1. What is the difference between a Hadoop database and a Relational Database?
Hadoop is not a database, it is an architecture with a file system called HDFS. The data is stored in HDFS which does not have any predefined containers.
Relational database stores data in predefined containers.
2. What is HDFS?
Stands for Hadoop Distributed File System. It uses a framework involving many machines which store large amounts of data in files over a Hadoop cluster
3.What is MAP REDUCE?
Map Reduce is a set of programs used to access and manipulate large data sets over a Hadoop cluster.
4.What is the InputSplit in map reduce software?
An inputsplit is the slice of data to be processed by a single Mapper. It generally is of the block size which is stored on the datanode.
5. What is meaning Replication factor?
Replication factor defines the number of times a given data block is stored in the cluster. The default replication factor is 3. This also means that you need to have 3times the amount of storage needed to store the data. Each file is split into data blocks and spread across the cluster.
6. What is the default replication factor in HDFS?
The default hadoop comes with 3 replication factor. You can set the replication level individually for each file in HDFS. In addition to fault tolerance having replicas allow jobs that consume the same data to be run in parallel. Also if there are replicas of the data hadoop can attempt to run multiple copies of the same task and take which ever finishes first. This is useful if for some reason a box is being slow.
Most Hadoop administrators set the default replication factor for their files to be three. The main assumption here is that if you keep three copies of the data, your data is safe. this to be true in the big clusters that we manage and operate.
In addition to fault tolerance having replicas allow jobs that consume the same data to be run in parallel. Also if there are replicas of the data hadoop can attempt to run multiple copies of the same task and take which ever finishes first. This is useful if for some reason a box is being slow.
7. What is the typical block size of an HDFS block?
Default blocksize is 64mb. But 128mb is typical.
8. What is namenode?
Name node is one of the daemon that runs in Master node and holds the meta info where particular chunk of data (ie. data node) resides.Based on meta info maps the incoming job to corresponding data node...
9. How does master slave architecture in the Hadoop?
Totally 5 daemons run in Hadoop Master-slave architecture.
On Master Node : Name Node and Job Tracker and Secondary name node
On Slave : Data Node and Task Tracker
But its recommended to run Secondary name node in a separate machine which have Master node capacity.
10. What is compute and Storage nodes?
I do define Hadoop into 2 ways :
Distributed Processing : Map - Reduce
Distributed Storage : HDFS
Name Node holds Meta info and Data holds exact data and its MR program.
11. Explain how input and output data format of the Hadoop framework?
Fileinputformat, textinputformat, keyvaluetextinputformat, sequencefileinputformat, sequencefileasinputtextformat, wholefileformat are file formats in hadoop framework
How can we control particular key should go in a specific reducer?
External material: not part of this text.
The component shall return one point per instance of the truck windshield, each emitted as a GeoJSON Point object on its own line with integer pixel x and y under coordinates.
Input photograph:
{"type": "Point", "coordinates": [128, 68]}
By using a custom partitioner.
12. What happens if number of reducers are 0?
It is legal to set the number of reduce-tasks to zero if no reduction is desired.
In this case the outputs of the map-tasks go directly to the FileSystem, into the output path set by setOutputPath(Path). The framework does not sort the map-outputs before writing them out to the FileSystem.
13. How many instances of JobTracker can run on a Hadoop Cluser?
One. There can only be one JobTracker in the cluster. This can be run on the same machine running the NameNode.
14. How NameNode Handles data node failures?
Through checksums. every data has a record followed by a checksum. if checksum doesnot match with the original then it reports an data corrupted error.
15. Can I set the number of reducers to zero?
can be given as zero. So, the mapper output is an finalised output and stores in HDFS.